Energy transmission on the blockchain conceptualised
Researchers from Lawrence Livermore National Laboratory (LLNL) have devised a physics-based cryptocurrency that links electricity and blockchain technologies.
The new blockchain concept, dubbed the electricity-backed stablecoin (E-Stablecoin), could in the future, the researchers believe, allow electricity to be transmitted between users who are spread around the world through the communication of information and without the need for interconnecting wires or a grid-based transmission system.
The basis for the concept drawing on recent advancements in thermodynamics and digitalisation is two-fold. On the one hand is the blockchain-based ‘stablecoin’, which is a cryptocurrency with a stable price relative to an external currency or asset.
On the other is the thought experiment from the father of modern physics, James Clerk Maxwell from 1867 dubbed ‘Maxwell’s demon’, a hypothetical being or device capable of detecting and reacting to the motions of individual molecules.
The researchers define the E-Stablecoin token price as hard pegged to the price of 1kWh of electricity. Thus an E-Stablecoin token requires the input of 1kWh of electricity (with fees) to mint or can be redeemed to extract back 1kWh of electricity (with fees).

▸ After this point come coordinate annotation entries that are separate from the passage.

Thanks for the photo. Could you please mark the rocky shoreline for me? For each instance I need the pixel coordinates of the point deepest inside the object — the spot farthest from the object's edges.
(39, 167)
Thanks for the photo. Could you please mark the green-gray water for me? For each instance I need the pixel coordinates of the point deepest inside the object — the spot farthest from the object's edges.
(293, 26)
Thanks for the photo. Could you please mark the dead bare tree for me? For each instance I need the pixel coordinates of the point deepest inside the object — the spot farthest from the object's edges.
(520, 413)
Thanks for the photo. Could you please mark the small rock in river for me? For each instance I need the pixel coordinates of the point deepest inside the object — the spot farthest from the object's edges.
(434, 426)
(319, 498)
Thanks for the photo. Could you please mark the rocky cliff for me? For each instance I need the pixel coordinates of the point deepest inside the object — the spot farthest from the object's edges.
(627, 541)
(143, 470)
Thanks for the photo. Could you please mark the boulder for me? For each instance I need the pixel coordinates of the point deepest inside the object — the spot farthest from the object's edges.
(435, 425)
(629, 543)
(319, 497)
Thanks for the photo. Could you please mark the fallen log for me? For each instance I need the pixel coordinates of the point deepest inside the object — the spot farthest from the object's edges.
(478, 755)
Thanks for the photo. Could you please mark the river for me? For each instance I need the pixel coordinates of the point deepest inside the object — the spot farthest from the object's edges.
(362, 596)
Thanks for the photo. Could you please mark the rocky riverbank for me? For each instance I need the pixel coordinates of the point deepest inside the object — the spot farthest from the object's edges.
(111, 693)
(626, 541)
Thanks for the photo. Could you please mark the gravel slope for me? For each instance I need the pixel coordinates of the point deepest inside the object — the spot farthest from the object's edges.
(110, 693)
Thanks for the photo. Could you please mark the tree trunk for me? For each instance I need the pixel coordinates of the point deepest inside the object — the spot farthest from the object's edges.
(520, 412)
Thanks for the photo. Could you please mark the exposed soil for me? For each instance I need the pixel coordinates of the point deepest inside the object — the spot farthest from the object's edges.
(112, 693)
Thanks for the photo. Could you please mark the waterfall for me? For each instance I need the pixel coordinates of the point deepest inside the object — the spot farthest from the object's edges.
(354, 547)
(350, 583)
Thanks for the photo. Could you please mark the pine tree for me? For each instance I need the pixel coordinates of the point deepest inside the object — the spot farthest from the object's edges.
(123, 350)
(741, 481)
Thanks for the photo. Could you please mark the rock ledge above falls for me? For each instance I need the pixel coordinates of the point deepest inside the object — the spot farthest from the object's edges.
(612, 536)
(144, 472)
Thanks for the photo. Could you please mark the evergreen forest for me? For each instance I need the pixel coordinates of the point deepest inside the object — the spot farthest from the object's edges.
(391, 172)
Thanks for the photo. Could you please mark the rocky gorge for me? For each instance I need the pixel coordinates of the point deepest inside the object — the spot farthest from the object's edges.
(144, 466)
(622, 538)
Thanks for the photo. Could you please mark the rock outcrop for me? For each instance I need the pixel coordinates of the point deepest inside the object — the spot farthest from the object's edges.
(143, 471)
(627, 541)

Without going into the theoretical details of the concept, which are outlined in the journal Cryptoeconomic Systems, in essence it involves the transfer of energy in the form of information or specifically ‘waste data’ from one party to another for deletion.
This waste data is comprised of information recorded as a side product of the demon’s action utilising reversible computing and a Szilard engine, which converts the information to work or energy.
An example protocol has Alice connecting a Szilard engine to a large thermal mass at a single temperature, e.g. the earth. Using reversible computing, she extracts heat from the thermal mass and converts it into electricity, in the process also producing ‘waste data’ which must be stored locally.
Once her local storage drive is full of ‘waste data’, she must clear it to continue extracting energy, which she can do by outsourcing the process to Bob at another location. Bob then expends free energy at his location to erase Alice’s ‘waste data’, locally putting into the system the same amount of electricity extracted by Alice at her locality and effectively a transfer of free energy from Bob to Alice.
“The work solves critical digital asset stability problems and is the first cryptocurrency token design that is both collateralised by a physical asset and fully decentralised because it is secured by the laws of statistical mechanics,” according to a statement from LLNL.
Referencing the “explosive growth” in Bitcoin and other cryptocurrencies, the statement adds that this new cryptocurrency concept is a step toward implementing responsible digital assets that move beyond just the digital world and are instead tied to the physical world in more tangible ways.
In their conclusions, the researchers comment that at present, engineering and technology challenges impede the implementation of an E-Stablecoin network.
Present challenges include developing efficient Szilard engines, reversible computers and improved data storage capacity. Nonetheless, each of these challenges is also an area of active research for independent applications.
Potential future uses of E-Stablecoin imagined include distributing electricity to remote locations that are not connected by an electrical grid or transmitting intermittent renewable energy to places where it is needed to stabilise the grid.